All the news that was fit to print was fit to print in those newspapers. I would be able to fold my entire entertainment world into my back pocket on my way to school or downtown Brooklyn to meet my mother at the dentist on her lunch hour during the summers. Who were the Knicks going to draft? Why did Bill Parcells chew out Jeff Hostetler? Was Mark Messier and the Rangers actually going to win it all this year? Those questions and many more were all answered everyday in my local paper by reporters I felt I knew. That personal connection cannot possibly be made today with as many websites and blogs readily available via the world wide web. 

Don’t get me wrong, I am a columnist for this website and appreciate the wide net cast by the internet’s powers but watching newspapers shrink (The Times-Picaune in New Orleans for example) or in some cases die (at least in their print forms like the Seattle Post-intelligencer) due to the lose of ad revenue and the emergence of social media has been very hard. Some of my favorite columnist-Jason Whitlock, Terence Moore, Jay Mariotti, Chris Broussard and Michael Wilbon to name a few-have moved on to ply their trades on television and on the web.

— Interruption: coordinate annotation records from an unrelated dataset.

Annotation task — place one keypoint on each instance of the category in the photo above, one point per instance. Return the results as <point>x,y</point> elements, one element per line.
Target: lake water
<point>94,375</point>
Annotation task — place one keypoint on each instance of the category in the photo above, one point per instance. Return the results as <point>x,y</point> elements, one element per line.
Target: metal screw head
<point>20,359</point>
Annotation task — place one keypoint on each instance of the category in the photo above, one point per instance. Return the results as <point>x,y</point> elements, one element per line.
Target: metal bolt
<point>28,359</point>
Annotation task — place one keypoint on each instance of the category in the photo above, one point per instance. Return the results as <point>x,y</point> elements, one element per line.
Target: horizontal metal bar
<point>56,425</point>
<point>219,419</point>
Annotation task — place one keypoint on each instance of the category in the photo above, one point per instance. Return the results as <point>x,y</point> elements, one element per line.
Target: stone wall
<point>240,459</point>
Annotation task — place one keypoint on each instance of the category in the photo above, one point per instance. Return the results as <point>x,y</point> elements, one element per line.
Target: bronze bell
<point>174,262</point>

More power to them but I still feel a sense of pride and exhilaration from sending in a game story from Phillips Arena on a Saturday night or from meeting my deadline while at a south Georgia high school football stadium continuously stunned by how large the crowds are for school boy sports. The work I did and continue to do for The Atlanta Daily World and The Clayton News Daily are available online like everything else in this world seems to be but when it appears in those black and white pages it still feels special to me. 

When life becomes a bit overwhelming with all of the entertainment options at arms reach I like to kick back with my local paper and quick trip with an old friend. Sometimes it’s really as simple as that.